The Song of the Sea

Reef habitat before seismic survey

Rutgers professor of Estuary and Marine Ecology. And OCR friend Judith Weis sent us an article about how the environmental health can be determined by listening. The paper by Katherine Indeck (et al.)  described in the article explored the sounds of a reef system during an episode of “Harmful Algal Bloom” (Red Tide), and the reef sounds at the same times of year and day when there was no Red Tide. It is pretty easy to hear that while there is a gain difference between the two recordings, the soundscapes differ radically in terms of abundance of sound sources.

 

It has been somewhat recently that the terms “soundscape” and “biophany” have entered into the scientific vocabulary, probably because they are terms that are hard to quantify. But as we begin to evaluate ecosystems, terms like these become platforms of discovery – from where quantifiable data can be assessed.

 

The ocean can be a really noisy place – with crashing waves, lightning strikes, earthquakes, calving icebergs, and rough weather. And then there are the animals: Whales banging and crooning, fish chortling and drumming, lobsters creaking, barnacles whistling, and shrimp snapping.
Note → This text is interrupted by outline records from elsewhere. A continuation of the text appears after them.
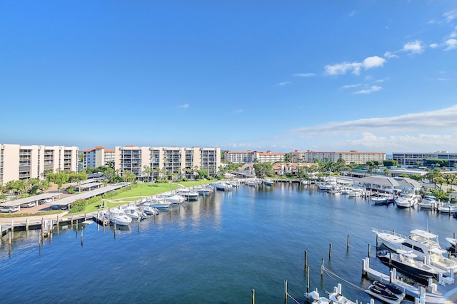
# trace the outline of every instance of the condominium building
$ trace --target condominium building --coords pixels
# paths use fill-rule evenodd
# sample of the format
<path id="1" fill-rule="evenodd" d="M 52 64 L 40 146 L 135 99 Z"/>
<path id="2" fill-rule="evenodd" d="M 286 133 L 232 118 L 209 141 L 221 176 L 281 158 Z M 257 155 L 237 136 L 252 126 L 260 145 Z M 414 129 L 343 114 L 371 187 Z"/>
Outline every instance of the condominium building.
<path id="1" fill-rule="evenodd" d="M 44 171 L 76 172 L 78 147 L 0 143 L 0 184 L 44 177 Z"/>
<path id="2" fill-rule="evenodd" d="M 197 170 L 204 170 L 215 176 L 221 166 L 220 148 L 116 147 L 114 168 L 121 176 L 125 171 L 137 177 L 145 176 L 146 169 L 157 176 L 159 171 L 165 175 L 184 175 L 192 178 Z"/>
<path id="3" fill-rule="evenodd" d="M 296 150 L 294 155 L 299 155 Z M 350 151 L 348 152 L 316 152 L 308 150 L 304 159 L 301 157 L 301 161 L 312 163 L 316 160 L 319 161 L 333 161 L 343 158 L 346 163 L 366 163 L 367 161 L 383 161 L 386 160 L 386 153 L 383 152 L 358 152 Z M 295 160 L 293 161 L 296 161 Z"/>
<path id="4" fill-rule="evenodd" d="M 392 153 L 392 159 L 397 161 L 398 165 L 402 166 L 415 166 L 425 160 L 443 159 L 449 161 L 449 166 L 454 167 L 457 163 L 457 153 L 448 153 L 448 151 L 431 153 L 394 152 Z"/>
<path id="5" fill-rule="evenodd" d="M 270 151 L 266 152 L 252 151 L 226 151 L 224 154 L 224 159 L 229 163 L 251 163 L 255 161 L 259 163 L 276 163 L 284 161 L 283 153 L 272 153 Z"/>
<path id="6" fill-rule="evenodd" d="M 98 168 L 101 166 L 114 164 L 115 150 L 97 146 L 93 149 L 83 150 L 83 168 Z"/>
A number of years ago we produced a paper on this – looking at the historic noise levels of the ocean before industrialized whaling.

 

We were examining a time before hydrophone recordings, so we built a mathematical model; and if the model is to be believed, the ocean was really noisy in 1820 (even louder than it is now!), mostly due to the phonations of the millions of whales that were around before they were all killed off. But the loud noises of yore were not bad noises. One of the operating premises of biophany and healthy soundscapes is the idea of “acoustical niches,” wherein animal density spreads out into the habitat, taking up to their adaptive niches, and leaving other niches in which other animals dwell.

 

Under this premise a heathy biophonic soundscape sounds like a full orchestra – with basses and tympani holding the low notes, celli and French horns filling in the middle, and flutes, clarinets, and glockenspiels coming up out of the top. It can get pretty loud, but in this case “loud” is not necessarily “bad.” Where problems crop up is when noisy neighbors move in – in this case us humans, with really loud broad-band noise that crowds out all of the acoustical niches.

 

An example of this was also recently published paper (Amy Paxton et al.) about how seismic airgun surveys caused 78% of the fish in reef habitat to depart. This study included pretty dramatic video footage of before and during shallow water seismic surveys. Unfortunately for the sake of the study the batteries were not up to the task of determining if and when the fish returned. But there is a lot that can be derived from this study.

 

While there is a lot of literature on how seismic surveys disrupt marine mammals, there is a paucity of data on seismic survey impacts on fish. This shallow water study is pretty unambiguous: Seismic surveys seriously disrupts fish habitats – crowding out the healthy song of the sea.